Marseille – Mairie Centrale (Vieux-Port)
Marseille sans abris

Un homme qui dort en centre d’urgence, Complètement à la dérive, situation dramatique …

Un collectif a décidé de lancer un appel aux marseillais afin de faire bouger les choses en faveur des sans-abris. Il parle sans couleur politique, ni au nom d’aucune association. Par contre, cette poignée de personnes a envie de donner la parole à ceux qui ne l’ont plus. Parce que tous les SDF ne choisissent pas d’être dans la rue.
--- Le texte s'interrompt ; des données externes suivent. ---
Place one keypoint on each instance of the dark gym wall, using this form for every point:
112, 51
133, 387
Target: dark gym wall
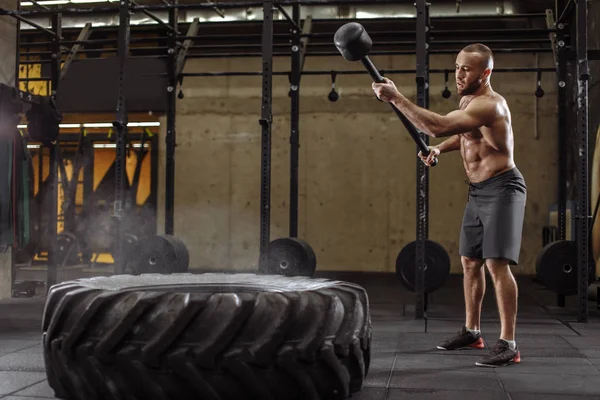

A ces gens qui qui meurent le plus souvent dans l’indifférence parce que nous ne savons pas comment réagir.  Pour mobiliser l’opinion et obtenir une première réponse des élus, rendez-vous est donné vendredi dès 16 h devant la Mairie Centrale de Marseille pour « un rassemblement citoyen ».
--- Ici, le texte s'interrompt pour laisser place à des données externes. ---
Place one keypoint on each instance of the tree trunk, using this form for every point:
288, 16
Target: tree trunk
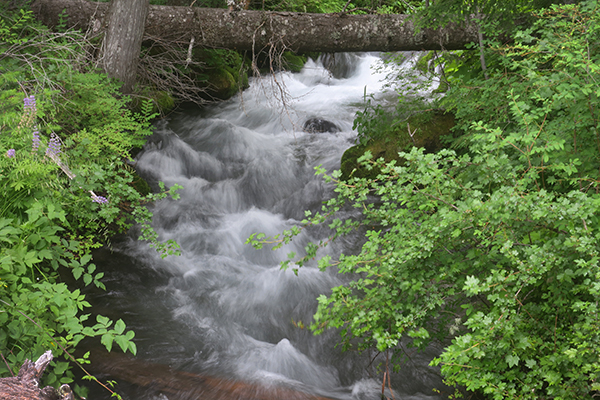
257, 30
123, 41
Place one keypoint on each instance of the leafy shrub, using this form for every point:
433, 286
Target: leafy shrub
65, 149
496, 248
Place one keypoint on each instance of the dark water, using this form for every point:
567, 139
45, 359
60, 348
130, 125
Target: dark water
222, 308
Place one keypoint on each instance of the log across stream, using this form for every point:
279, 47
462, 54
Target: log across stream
224, 314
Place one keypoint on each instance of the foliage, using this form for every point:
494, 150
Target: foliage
65, 155
494, 247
J’ai retrouvé le nombre de SDF morts en 2013 en France : au moins 453 dont l’âge moyen n’excède pas 50 ans, alors que l’espérance de vie en France est de 81,5 ans. Un chiffre repris par Le Monde donné par un collectif parisien Les Morts de la rue.
Déborah, notre marseillaise m’explique qu’elle agit en tant que citoyenne et espère être entendue par les pouvoirs publics en organisant ce rassemblement. Elle a déjà fait des maraudes et connaît les gens qui vivent dans la rue. « Les sans-abris ne vont pas dans les centres car ils se retrouvent avec des gens violents, ils ont peur. Il y a urgence notamment pour les plus âgés et pour les plus malades d’entre eux. Le mouvement du 29 janvier a pour objectif de rassembler un maximum de citoyens, indignés par tant de situations dramatiques. Nous resterons sur place jusqu’à l’obtention d’une vraie solution d’hébergement car nous en sommes certains : la solution est dans le logement.
Marseille sans abris

Bernard presque 60 ans, malade il sort de l’hôpital, il a arrêté de boire mais il dort sur le trottoir …

bernard 4

Pierrot 55 ans, très gentil ! il n’a d’autre choix que d’aller en centre mais il s’en échappe car il ne supporte pas la violence qui y règne .. il dort à nouveau dans la rue et a attrapé une maladie de peau, complément à la dérive aussi….très amaigri

Nous demandons la libération d’appartements, d’immeubles vides … afin d’y placer les plus vulnérables. A 60 ans, il n’est plus question pour eux de se réinsérer par le travail, ni d’aller en centre se faire voler, agresser (ces centres sont difficiles quelque soit l’âge). Résultat : ils n’y vont pas et meurent dans le rue. Il faut en urgence un vrai accompagnement et des solutions individuelles.

Avec tous les bénévoles qui font des maraudes, Déborah espère lancer un vrai accompagnement vers le logement et appelle toutes les bonnes volontés pour mener ce combat. « Non plus pour leur donner du café et des couvertures dans la rue, mais pour les accompagner dans un lieu de vie humain, vers une vie qui en soit une ».